Une Charte précise les principes d'action de plusieurs œuvres évangéliques parmi les jeunes

jeudi 07 juillet 2016

Plusieurs œuvres chrétiennes au service de la jeunesse ont signé la nouvelle Charte pour le service parmi les enfants et les jeunes (CCEJ). Accusées d'organiser des activités dans le seul but d'évangéliser, elles entendent ainsi préciser leurs objectifs et leurs principes d’action.

« La fin des subventions de l'Office fédéral des assurances sociales (OFAS) aux œuvres chrétiennes en faveur la jeunesse nous a fait prendre conscience que nous devions mieux communiquer, explique Michael Mutzner, le secrétaire général adjoint du Réseau évangélique suisse (RES). En particulier, que nous devions améliorer notre communication envers les personnes hors milieux chrétiens. »

Le résultat, c'est la Charte pour le service parmi les enfants et les jeunes (CCEJ) qui a été signée le 19 mai dernier à Berne par une douzaine d'organisations chrétiennes. Le texte, rédigé en allemand et en français, présente les objectifs, les méthodes et les principes de ces organisations. Il clarifie en particulier le rapport entre « activités jeunesse » et « évangélisation ».

Un moyen d'auto-évaluation

« En plus d'un travail de communication, cette Charte est un excellent outil d'auto-évaluation, précise Michael Mutzner.
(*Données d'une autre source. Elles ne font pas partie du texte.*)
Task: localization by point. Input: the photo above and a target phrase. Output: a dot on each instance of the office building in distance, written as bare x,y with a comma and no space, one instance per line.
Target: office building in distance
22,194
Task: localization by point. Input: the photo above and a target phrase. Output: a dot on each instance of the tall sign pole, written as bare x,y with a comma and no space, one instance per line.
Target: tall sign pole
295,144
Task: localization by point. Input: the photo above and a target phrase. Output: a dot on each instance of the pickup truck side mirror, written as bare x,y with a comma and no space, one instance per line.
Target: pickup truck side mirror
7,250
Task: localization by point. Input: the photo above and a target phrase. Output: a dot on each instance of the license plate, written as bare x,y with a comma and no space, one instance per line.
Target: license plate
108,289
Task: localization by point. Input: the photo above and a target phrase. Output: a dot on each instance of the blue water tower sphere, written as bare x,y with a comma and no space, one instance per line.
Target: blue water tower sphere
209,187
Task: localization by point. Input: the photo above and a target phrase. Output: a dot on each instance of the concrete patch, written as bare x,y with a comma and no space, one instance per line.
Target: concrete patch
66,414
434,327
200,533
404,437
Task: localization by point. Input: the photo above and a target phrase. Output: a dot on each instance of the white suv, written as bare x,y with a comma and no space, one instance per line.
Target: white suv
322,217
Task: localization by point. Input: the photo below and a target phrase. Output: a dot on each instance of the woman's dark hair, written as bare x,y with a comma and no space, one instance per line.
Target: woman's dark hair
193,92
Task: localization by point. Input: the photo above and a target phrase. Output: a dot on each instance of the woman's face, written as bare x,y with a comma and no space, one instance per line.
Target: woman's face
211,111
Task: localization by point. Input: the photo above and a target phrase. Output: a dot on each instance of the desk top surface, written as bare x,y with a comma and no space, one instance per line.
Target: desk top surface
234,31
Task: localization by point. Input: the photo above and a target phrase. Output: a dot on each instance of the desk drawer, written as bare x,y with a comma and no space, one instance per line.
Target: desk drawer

Avec la publication de ce document, notre but n'est pas tellement de recevoir à nouveau des subsides de l'OFAS, mais plutôt de progresser dans notre manière de travailler. » Supervisée par l’Alliance évangélique suisse, dont le RES est la composante francophone, la rédaction du texte a été accompagnée de consultations auprès de plusieurs experts, en particulier des juristes, des journalistes et des politiciens.

La CCEJ rappelle d'abord le genre de relations qui unissent les œuvres signataires avec notre société : « Nos organisations sont attachées au principe du respect de l’Etat de droit et d’une société pluraliste. » La Charte reconnaît donc la primauté de la loi sur les autres principes et coutumes, ainsi que l'existence d'une diversité de religions en Suisse. « Nous ne faisons pas comme si tout le monde était chrétien », relève Michaël Mutzner. « Mais nous demandons aussi à être respectés sans discriminations, car nous faisons partie de cette pluralité », renchérit Patrick Gasser, directeur du Grain de blé Suisse.

Respecter la liberté de conscience

Le respect des convictions des enfants et des familles est clairement affirmé : « Nous respectons la liberté de conscience, de religion et d’expression des enfants et des jeunes dans toutes nos activités ». Cela signifie que l'annonce de l'Evangile doit être exempte de pressions morales, de pressions de groupe et de manipulations.

Dans de telles conditions, un appel à la conversion est-il encore acceptable ? « Oui, mais à condition qu'il laisse à l'enfant sa liberté », explique Michaël Mutzner. Patrick Gasser nuance : « Du côté du Grain de blé, nous n'avons pas attendu la Charte pour nous distancer de la pratique des appels. Nous devons agir avec délicatesse. Par exemple, bien accueillir les enfants de familles musulmanes dans nos camps ne consiste pas seulement à leur épargner le porc, mais surtout à ne pas les mettre en porte-à-faux avec leur famille. » 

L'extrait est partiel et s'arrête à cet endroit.